On peut voir cette rétrospective du peintre à l’institut du monde arabe, à cheval entre les années 2023 et 2024.

Fils de notable né à Paris en 1861, Dinet va effectuer un voyage d’étude en Algérie qui va le bouleverser, d’où il ne reviendra plus. Il vivra la moitié de sa vie dans le sud algérien, deviendra musulman et sera enterré dans ce village du Sahel en 1929.

Il était inspiré par les orientalistes, surtout Delacroix dont on reconnaît l’influence, mais il voulait être un peintre réaliste. Il critiquait le caractère exotique des orientalistes qui cherchaient à vendre du rêve avec des clichés.

Il a été très préoccupé par le sort des Algériens qui ont été enrollés par l’armée française dans la guerre de 1914-18. Il a été actif dans la défense de leurs droits, et a beaucoup participé à l’édification de la grande mosquée de Paris, dans les années 1920.

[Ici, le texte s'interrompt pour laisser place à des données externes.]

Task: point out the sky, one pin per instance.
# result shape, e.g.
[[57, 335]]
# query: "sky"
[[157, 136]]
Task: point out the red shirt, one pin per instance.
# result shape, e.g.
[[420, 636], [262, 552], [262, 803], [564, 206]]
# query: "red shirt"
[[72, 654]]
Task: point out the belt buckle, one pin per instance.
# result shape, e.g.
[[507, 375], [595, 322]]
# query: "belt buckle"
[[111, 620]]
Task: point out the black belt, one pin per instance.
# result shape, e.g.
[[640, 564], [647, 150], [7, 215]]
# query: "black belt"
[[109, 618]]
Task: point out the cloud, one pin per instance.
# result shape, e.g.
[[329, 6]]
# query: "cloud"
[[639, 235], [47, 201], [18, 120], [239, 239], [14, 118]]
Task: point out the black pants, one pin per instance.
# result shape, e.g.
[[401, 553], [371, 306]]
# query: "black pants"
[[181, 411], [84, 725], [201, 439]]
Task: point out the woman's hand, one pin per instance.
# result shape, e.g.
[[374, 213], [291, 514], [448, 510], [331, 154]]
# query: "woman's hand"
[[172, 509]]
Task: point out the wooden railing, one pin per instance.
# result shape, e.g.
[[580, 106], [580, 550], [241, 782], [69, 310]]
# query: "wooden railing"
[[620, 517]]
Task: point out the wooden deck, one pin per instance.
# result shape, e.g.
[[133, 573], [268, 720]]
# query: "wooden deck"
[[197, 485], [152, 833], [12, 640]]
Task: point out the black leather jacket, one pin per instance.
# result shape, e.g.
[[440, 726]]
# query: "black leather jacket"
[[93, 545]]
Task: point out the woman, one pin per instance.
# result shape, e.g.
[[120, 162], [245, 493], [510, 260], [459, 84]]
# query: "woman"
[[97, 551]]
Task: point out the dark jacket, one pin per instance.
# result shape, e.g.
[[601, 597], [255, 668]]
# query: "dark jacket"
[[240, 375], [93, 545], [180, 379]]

L’émotion que j’ai ressentie, devant les toiles de ce maître, est difficile à décrire. J’ai fait trois fois le tour de l’exposition, sans savoir ce qui me plaisait le plus.

Ce qui me déplut, je le sus immédiatement : c’est la salle des femmes nues et sexualisées que Dinet a portraiturées en se servant du commerce et de l’exploitation des êtres humains. Mais je préfère garder en mémoire l’artiste engagé, déstabilisé et profondément remué par les Algériens qui lui ont donné une deuxième famille.

Parfums d’orient, une exposition olfactive

C’est une exposition qui sent bon. Dès qu’on entre, on est accueilli par de grands écrans qui montrent les montagnes d’Oman, Jebel Akhdar, et les champs de roses où nous allions nous promener jadis. Les Omanais en font de l’eau de rose et c’est ce parfum d’eau de rose qui est diffusé dans l’espace.

Chaque espace est ainsi baigné d’une odeur délicate. Parfums fleuris, boisés, poivrés, on passe par toutes les émotions. Je craignais qu’une expo sur les odeurs ferait mal au crâne, avec des senteurs mêlées et enivrantes, mais le commissaire a su faire les choses. On passe comme par magie d’une fragrance à l’autre sans qu’elles se mélangent.

C’est tellement enchanteur qu’on a envie d’y retourner tous les jours.

Je ne montre aucune image de cet événement produit par l’Institut du monde arabe, parce que son grand mérite est d’agir sur des sens moins connus, moins célébrés et moins éduqués.